そして言い方。人ではなくなった⋯だなんて。
事実ではあるが、人権がなくなったようだ。では羊権?
なんて空想を頭の中で巡らせていると、顎ヒゲをさすりながら
「そういえば、俺の名前知りたい?」
キラキラした瞳で質問してきた。
✱
ずっと室内にいるとよくないと提案があり、僕は殺風景な部屋を出た。
扉を開けると長い廊下に出て、いくつもある部屋に目がいく。
病院⋯のようには見えない。
僕の隣にいる男性は、慣れた様子で歩いていく。
「話しながら行こう。とりあえず外に出て、日光を浴びたほうがいい」
手招きされ後をついていくと、長い階段にやってきた。
ここに住んでいる人は、長いのが好きなんだな⋯。
「この屋敷の旦那さんが、俺の才能に金を出してくれてるんだ」
「さ、いのう?」
「ぁあ。そのおかげで君を羊にできた」
そんなこと頼んでいない。よほどの物好きでないと頼まないと思う。
「いや~、大変だったよ。でも俺に不可能はないからね」
自信満々である。羨ましいくらいだ。
無駄に長い階段を降り、やたらと広い玄関にたどり着いた。
お金持ちの人が住む屋敷は、高そうな壺や絵画が飾っており、異次元な空間に戸惑ってしまう。

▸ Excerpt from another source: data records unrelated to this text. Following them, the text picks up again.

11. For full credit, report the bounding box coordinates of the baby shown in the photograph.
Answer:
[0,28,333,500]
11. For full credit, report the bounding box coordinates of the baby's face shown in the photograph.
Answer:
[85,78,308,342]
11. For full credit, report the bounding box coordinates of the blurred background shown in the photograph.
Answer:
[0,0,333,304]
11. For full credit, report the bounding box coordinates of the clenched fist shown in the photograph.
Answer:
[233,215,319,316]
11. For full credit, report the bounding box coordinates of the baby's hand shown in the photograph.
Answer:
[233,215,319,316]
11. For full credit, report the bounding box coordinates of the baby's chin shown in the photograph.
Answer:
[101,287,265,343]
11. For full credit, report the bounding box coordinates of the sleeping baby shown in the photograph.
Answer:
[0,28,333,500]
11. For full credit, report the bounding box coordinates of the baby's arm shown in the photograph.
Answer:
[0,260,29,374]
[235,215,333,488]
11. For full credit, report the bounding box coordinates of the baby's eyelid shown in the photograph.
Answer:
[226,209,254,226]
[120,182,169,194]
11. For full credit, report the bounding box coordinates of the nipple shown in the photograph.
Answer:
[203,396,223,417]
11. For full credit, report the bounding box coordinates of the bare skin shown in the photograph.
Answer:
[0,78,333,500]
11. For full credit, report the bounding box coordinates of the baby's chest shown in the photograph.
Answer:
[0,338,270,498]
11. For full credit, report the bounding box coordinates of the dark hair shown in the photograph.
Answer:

「はい。それ君の靴。用意しておいたから。サイズはどうかな」
「⋯⋯」
足元を見ると、人間の足が目に入り、羊なのか人間なのか、どちらが正しいのか分からなくなる。
とりあえず親指と人差し指で、輪っかを作っておいた。
「オッケーね。良かった」
安堵の声が聞こえたが、僕の心はそうはいかない。
重厚な扉が開き、唐突な眩しさにくらりとくる。
「旦那さんは長いのが好きなんだよ」
やはりそうなのか。当ててしまった。
目の前には両端を花壇で囲まれた、長い道がある。色鮮やかな花が生き生きとしており、心が洗われるようだ。
「外に出るの大変なんだよなぁ」
苦笑しながら近くにあるベンチに座ると、隣をポンポンと叩く。
「ここ、お気に入りなんだよね」
ベンチの横にある、大きな木のおかげで影ができており、心地良い。
「さて、改めまして⋯⋯」
「は、はい」
「俺は秀才な医者⋯ではなく」
「は、はぁ⋯」
「才能あふれる研究者の」
「⋯⋯」
この間は何なんだろう。珍しい名前とか?
「進藤 秀矢だ。よろしく」
良かった。
天才です。とか言われたら返答に困るとこだった。
「君の名前は」
凍てつく視線で問う進藤さんに、ドキリとした。
目が覚めてから、何度も思い出そうとしたが、思い出せないからだ。
いや一一一そもそも名前があるのかも分からない。
僕は今、空虚だからだ。
「さっきも言ったけど、脳は君のものだ。損傷はないが、生前に頭をぶつけていたからね。その様子だと、記憶障害の可能性はあるね」
何を、言っているのだろう。
進藤さんは今、“生前”と言った。
「ま、待って、くだ⋯」
手が震える。冷や汗が出てきた。
「落ち着いて聞いてほしい」
落ち着けって?できるわけない。
「君は世間的には、死んでるんだよ」
自称天才・進藤さんは、笑みを浮かべた。
この人は人間を人間だと思っていない。僕が本当の動物であれば、間違いなく逃げ出している。
一一一そんな、冷酷な笑みを。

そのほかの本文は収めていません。